Common Mistakes in Pricing Your Home in Rising Market
In a real estate market with rising prices, pricing your home can be a bit tricky. I meet some home sellers who think it is easier to price a home in a rising market, but that’s not necessarily true. The risk of mispricing is always the same, and leaving thousands of dollars on the table is at stake.
Prices are just starting to inch up around the country, but as usual, Boston real estate is a bit ahead in this regard. Many of Boston’s neighborhoods and immediate suburbs are enjoying visibly higher home prices for some months. And the vibrant market has encouraged many who’ve been waiting to sell.
So how much is your home worth now? In pricing your home, ensure you receive top dollar by avoiding the following common mistakes.
Looking at sold home prices online. Sold home prices are a great place to start your research on your home’s value, but there are some issues. Although the information is public and generally accurate, it can be misleading when using the mapping features of Zillow or Trulia. A house nearby of similar size could have sold for a vastly different price than what your home is worth. Unless you know a house well, it is dangerous to compare it to yours.
Furthermore, don’t confuse recent sold home prices with the “Zestimates” on Zillow. Those are generally useless in Newton and Brookline, and many parts of Boston. I’ve written about my reservations about Zillow as a data source before in my article, “No More Zestimates for Newton and Brookline.”
Pricing too high. You may think pricing a bit high in a rising market is not a big deal, but remember, we are just coming off a pretty ugly real estate slump. Market is just starting to perk-up, buyers still hold some cards. First-time home buyers are moving the market, and they are buying on a tight budget. There is less negotiation, so do not assume that if you price high, you’re leaving “room to negotiate.” Instead, you’re leaving room to sit on market and wait for an inevitable price reduction.

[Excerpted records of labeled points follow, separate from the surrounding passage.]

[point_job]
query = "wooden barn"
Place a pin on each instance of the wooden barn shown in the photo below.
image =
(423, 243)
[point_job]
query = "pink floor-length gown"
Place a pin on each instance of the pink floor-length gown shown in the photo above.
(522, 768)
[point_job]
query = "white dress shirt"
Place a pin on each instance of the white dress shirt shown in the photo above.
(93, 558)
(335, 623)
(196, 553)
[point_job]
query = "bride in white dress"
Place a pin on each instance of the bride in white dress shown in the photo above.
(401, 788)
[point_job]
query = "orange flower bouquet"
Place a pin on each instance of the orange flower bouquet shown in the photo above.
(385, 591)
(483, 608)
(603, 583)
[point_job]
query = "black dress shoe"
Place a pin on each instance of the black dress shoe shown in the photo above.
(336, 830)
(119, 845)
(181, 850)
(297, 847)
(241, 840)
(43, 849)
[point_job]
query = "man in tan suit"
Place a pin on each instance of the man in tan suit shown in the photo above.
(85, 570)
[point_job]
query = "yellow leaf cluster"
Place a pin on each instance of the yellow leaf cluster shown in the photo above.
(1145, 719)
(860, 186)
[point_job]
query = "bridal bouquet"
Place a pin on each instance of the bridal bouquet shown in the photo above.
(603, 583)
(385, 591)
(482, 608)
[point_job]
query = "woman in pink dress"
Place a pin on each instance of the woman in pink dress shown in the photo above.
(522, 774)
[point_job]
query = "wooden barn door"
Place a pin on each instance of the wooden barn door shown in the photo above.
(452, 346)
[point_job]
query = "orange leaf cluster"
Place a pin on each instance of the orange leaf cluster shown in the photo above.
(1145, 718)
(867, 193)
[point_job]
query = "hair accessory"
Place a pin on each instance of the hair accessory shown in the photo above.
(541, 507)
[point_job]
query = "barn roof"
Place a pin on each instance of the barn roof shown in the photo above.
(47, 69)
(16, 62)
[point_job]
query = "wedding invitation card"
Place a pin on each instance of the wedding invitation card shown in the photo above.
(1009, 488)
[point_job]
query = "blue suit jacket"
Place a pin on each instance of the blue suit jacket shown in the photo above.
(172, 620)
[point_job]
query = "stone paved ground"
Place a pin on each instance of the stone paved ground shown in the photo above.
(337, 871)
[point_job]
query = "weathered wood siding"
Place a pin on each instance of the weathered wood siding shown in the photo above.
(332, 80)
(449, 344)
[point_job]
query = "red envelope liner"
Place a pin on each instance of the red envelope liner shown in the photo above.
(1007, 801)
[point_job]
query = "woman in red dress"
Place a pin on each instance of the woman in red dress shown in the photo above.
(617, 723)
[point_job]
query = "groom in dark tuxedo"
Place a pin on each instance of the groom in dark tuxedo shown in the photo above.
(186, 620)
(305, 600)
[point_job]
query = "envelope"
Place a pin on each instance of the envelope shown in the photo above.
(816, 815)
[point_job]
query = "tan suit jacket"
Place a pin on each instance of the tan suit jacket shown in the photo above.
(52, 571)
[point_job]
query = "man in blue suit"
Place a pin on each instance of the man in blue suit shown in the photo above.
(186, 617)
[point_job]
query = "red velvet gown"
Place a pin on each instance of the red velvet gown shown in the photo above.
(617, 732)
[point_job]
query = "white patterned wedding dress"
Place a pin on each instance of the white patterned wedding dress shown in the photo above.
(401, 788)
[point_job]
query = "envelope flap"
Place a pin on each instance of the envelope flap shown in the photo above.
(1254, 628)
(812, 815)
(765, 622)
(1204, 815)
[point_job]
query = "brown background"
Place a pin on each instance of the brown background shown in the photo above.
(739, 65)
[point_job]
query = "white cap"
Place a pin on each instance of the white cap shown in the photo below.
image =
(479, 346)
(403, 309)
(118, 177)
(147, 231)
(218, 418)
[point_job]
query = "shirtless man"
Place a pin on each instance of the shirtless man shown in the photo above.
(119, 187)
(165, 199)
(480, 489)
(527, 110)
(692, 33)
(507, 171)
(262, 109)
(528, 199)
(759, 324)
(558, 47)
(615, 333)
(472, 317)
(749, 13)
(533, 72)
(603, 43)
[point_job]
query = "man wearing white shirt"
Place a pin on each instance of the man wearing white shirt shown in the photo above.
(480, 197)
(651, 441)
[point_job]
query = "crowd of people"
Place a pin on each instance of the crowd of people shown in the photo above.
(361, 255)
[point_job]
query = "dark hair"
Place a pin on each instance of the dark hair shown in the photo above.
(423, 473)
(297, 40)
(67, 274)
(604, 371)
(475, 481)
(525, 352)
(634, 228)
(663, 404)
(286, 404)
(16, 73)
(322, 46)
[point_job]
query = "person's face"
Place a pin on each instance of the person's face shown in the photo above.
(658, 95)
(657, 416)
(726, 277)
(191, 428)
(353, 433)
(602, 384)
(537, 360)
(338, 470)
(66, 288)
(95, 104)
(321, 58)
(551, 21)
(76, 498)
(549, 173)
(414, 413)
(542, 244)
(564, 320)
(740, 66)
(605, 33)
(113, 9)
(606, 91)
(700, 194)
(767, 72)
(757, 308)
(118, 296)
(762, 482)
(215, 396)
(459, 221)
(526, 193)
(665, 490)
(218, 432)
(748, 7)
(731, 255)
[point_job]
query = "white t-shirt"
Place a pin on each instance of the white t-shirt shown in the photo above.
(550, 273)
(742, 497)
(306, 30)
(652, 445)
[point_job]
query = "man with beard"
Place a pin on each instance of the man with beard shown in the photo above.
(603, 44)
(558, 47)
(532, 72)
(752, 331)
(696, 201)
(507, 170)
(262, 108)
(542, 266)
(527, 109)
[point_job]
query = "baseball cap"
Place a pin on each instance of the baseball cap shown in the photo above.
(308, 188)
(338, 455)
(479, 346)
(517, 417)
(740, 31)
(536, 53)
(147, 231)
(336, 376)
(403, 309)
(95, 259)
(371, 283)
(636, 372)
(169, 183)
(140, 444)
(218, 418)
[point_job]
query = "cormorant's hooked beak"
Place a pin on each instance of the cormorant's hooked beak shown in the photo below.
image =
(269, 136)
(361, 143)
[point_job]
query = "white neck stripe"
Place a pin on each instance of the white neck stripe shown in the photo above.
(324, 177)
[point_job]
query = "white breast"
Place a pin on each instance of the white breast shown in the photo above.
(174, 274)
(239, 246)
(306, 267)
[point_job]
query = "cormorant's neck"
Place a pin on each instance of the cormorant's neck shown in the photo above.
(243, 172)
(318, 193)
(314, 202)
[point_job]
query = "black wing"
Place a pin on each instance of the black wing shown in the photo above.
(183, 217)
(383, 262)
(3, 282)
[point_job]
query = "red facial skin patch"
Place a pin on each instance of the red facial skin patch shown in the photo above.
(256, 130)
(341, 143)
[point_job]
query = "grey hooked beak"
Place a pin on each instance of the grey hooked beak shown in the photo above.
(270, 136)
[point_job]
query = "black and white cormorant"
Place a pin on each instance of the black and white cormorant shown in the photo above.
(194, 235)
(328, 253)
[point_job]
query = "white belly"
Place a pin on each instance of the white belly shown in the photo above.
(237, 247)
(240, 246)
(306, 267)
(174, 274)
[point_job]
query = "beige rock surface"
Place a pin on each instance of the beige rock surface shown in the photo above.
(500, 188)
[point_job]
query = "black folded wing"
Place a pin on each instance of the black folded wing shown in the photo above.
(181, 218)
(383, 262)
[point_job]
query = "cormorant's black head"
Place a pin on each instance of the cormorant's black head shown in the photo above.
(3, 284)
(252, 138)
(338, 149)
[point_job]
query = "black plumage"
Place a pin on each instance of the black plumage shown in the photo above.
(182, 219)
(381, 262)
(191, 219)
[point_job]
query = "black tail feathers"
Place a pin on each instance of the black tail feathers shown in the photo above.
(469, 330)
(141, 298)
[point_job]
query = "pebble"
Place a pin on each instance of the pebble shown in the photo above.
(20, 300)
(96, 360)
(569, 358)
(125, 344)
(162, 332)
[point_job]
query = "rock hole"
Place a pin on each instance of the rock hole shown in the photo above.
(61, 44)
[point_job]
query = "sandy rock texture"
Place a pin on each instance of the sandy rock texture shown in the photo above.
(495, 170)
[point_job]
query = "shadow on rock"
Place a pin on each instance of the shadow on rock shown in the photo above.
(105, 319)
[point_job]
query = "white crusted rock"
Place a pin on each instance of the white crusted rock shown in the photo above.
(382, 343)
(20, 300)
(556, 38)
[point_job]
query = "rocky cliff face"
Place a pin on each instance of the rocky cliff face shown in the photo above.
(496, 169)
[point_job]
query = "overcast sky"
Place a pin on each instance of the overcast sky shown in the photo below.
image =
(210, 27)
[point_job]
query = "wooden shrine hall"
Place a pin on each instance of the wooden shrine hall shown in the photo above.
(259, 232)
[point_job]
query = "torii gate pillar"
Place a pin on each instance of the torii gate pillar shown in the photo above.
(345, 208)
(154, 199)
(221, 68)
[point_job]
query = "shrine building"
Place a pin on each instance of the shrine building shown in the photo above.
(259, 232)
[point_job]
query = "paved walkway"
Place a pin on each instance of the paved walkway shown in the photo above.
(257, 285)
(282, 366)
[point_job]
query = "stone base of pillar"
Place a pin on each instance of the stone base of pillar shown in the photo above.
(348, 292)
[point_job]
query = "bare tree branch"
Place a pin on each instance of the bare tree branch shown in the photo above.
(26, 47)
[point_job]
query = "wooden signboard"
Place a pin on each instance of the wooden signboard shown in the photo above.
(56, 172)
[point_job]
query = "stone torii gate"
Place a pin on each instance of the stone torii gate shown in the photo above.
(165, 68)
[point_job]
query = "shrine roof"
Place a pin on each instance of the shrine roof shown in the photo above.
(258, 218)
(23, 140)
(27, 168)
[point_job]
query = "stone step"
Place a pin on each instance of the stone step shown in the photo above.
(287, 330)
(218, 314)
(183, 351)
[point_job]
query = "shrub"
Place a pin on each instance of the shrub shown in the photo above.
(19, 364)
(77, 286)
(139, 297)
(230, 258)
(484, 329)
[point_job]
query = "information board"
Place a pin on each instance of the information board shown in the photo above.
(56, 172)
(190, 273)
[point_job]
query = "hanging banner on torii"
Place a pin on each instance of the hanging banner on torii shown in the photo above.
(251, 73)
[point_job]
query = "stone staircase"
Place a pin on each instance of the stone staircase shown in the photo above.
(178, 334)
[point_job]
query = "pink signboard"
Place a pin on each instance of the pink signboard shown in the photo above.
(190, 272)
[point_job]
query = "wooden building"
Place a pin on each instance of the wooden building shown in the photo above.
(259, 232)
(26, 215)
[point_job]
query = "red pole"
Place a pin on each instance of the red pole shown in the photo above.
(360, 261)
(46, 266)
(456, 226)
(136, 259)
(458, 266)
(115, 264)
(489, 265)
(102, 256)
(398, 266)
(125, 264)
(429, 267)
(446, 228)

Pricing too low. Some real estate agents will tell you there is no danger in under pricing a home because there will be multiple offers, and you’ll get the full value of the home as buyers bid up the price. Bologna. Agents say this because a cheaper house is easier to sell. There is a strategy involved in multiple-offer situations, and it involves some thought.
Generating a multiple offer situation is never a guarantee, and can be risky when you are depending on the multiple offers to bring you the full value of the home. Here’s a post I wrote about the dangers of under pricing. A neighbor of one of my properties under-priced for a quick sale, and after the bidding war, the condo sold for about 10K short of top dollar.
Asking the wrong agent. Real estate is not neurology, but it does require expertise. This expertise is labor intensive, including looking at homes, meeting with buyers, writing offers, learning the market, reading the news, etc. Ask the wrong agent, and you’ll get the wrong answer. Speak with local agents who seem to know what they are talking about, preferably more than one if you have reservations. A competent agent will be able to give you a price or a price range, with some precision and confidence, and back it up with recent sales and inside knowledge.
Input from a professional will always be the best place for you to price your home. Make sure you don’t get caught up in the mistakes outlined, and you’ll sell your home for top dollar in no time.